Выбрать главу

Вслед за этим последним набором цитат идет сообщение о наделении Константина Ростовом и пятью иными городами. С отъездом Константина исчезают из летописи притчи и цитаты и появляются вновь лишь тогда, когда этот князь приехал снова во Владимир в 1211 г.

* * *

Продолжая проверять высказанную выше гипотезу об участии Даниила Заточника в летописном деле, сопоставим стиль рассмотренных выше фрагментов владимирского летописания, выделенные нами на основе их афористическо-цитатного стиля, со стилем «Слова» Даниила.

Нам придется для этой цели рассматривать совместно как южнорусские записи 1200–1204 гг., так и владимирские за 1205–1207 гг. не только потому, что и те, и другие оказались, в конце концов, в одном из владимирских сводов, но и потому, что между ними есть очень много точек соприкосновения.

Южнорусская запись 1200–1204 гг., судя по сопровождавшим ее миниатюрам Радзивиловской летописи, посвященным исключительно южным делам, представляла собой особое произведение, написанное и иллюстрированное на юге, вероятнее всего в Переяславле; это повествование еще при жизни Всеволода попало во Владимир.
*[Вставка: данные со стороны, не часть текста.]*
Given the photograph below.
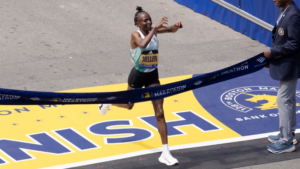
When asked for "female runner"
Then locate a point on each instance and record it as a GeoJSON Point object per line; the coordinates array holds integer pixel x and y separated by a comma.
{"type": "Point", "coordinates": [144, 55]}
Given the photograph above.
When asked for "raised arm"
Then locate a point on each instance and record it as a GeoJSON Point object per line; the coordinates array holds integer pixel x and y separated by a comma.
{"type": "Point", "coordinates": [166, 29]}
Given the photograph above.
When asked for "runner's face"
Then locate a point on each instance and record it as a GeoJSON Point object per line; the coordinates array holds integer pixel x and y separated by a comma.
{"type": "Point", "coordinates": [280, 3]}
{"type": "Point", "coordinates": [144, 21]}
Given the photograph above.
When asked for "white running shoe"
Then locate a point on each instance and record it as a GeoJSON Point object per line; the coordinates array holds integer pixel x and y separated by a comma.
{"type": "Point", "coordinates": [103, 108]}
{"type": "Point", "coordinates": [167, 159]}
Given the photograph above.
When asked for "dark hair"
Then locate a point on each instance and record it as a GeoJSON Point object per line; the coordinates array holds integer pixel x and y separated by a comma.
{"type": "Point", "coordinates": [139, 10]}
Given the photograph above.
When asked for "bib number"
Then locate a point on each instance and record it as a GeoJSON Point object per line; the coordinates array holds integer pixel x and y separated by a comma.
{"type": "Point", "coordinates": [149, 61]}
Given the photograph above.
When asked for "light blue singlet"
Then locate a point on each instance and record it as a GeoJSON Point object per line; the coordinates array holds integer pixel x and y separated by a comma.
{"type": "Point", "coordinates": [146, 59]}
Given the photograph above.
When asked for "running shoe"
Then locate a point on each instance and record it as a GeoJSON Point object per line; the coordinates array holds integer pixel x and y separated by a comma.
{"type": "Point", "coordinates": [275, 138]}
{"type": "Point", "coordinates": [167, 159]}
{"type": "Point", "coordinates": [103, 108]}
{"type": "Point", "coordinates": [281, 147]}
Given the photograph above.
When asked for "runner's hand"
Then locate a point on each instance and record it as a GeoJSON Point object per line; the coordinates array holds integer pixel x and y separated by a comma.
{"type": "Point", "coordinates": [178, 25]}
{"type": "Point", "coordinates": [163, 21]}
Политическая направленность здесь одинакова с остальными частями Владимирского свода: на первом плане поставлены интересы Всеволода и его союзников. Одинаков с фрагментом 1205–1207 гг. и стиль изложения, сочетающий подробный деловой рассказ с риторическими отступлениями. Одинаков интерес к югу — во фрагменте 1205–1207 гг. продолжается изложение южных событий. Одинаков интерес к посольским делам, к технике дипломатических переговоров и даже к одним и тем же лицам, вроде Михаила Борисовича. Хронология тоже облегчает сближение обоих фрагментов: южное переяславское повествование кончается (судя по миниатюрам) пострижением Рюрика в монахи и вокняжением союзника Всеволода Романа в 1204 г.

Риторический вариант владимирской летописи начинается с 1205 г., как бы принимая эстафету от своего переяславского предшественника. Особая торжественность словесного и живописного изображения отъезда и прибытия в Переяславль десятилетнего сына Всеволода Ярослава в 1200 г. позволяет, таким образом, решить вопрос о полном сходстве духа и формы южной летописи за 1200–1204 гг. и владимиро-суздальской летописи за 1205–1207 гг.: в момент напряженнейшей борьбы за Киев Всеволод Большое Гнездо посылает сына в свой южный форпост в Руси; его опекуном, реальным представителем Всеволода на юге естественнее всего мог быть его свояк Ярослав — «сын царя Владимира».

Достоверно известно, что «Володимиричи» юридически перешли на сторону союзников Всеволода уже в 1201 г. и воевали с его врагами в 1203 и 1205 гг.

Мы уже выяснили, что летопись в Переяславле в эти годы вел человек, близкий к Ярославу Всеволодичу и к «Володимиричам» и внимательный к посольским делам, что выразилось в тщательном фиксировании всех крестоцелований как в тексте, так и в миниатюрах его летописи. Ничто не противоречит признанию в этом летописце того автора, который еще в 1197 г. связал свою судьбу с Ярославом Владимировичем и последовал за ним в Новгород. В 1201 г. Ярослав Владимирович был уже на юге, и в этом же году началась летопись, защищавшая интересы Романа и «Володимиричей».

Когда Роман, упрятав Рюрика в монастырь, вокняжился в Киеве и напряжение обстановки ослабло, летописец мог быть отозван или послан в составе одного из посольств во Владимир. Во Владимире наш автор нашел нового покровителя — молодого князя Константина Всеволодича. Признанная образованность Константина облегчала его сближение с летописцем-книжником, несомненно, тоже очень образованным и начитанным человеком. Если признать верным, что этим летописцем-ритором был Даниил Заточник, то мы получаем еще одну точку соприкосновения с князем Константином Ростовским: озеро Лаче, где плохо «процветала часть» Даниила, находилось в его владениях, и он командовал белозерскими полками.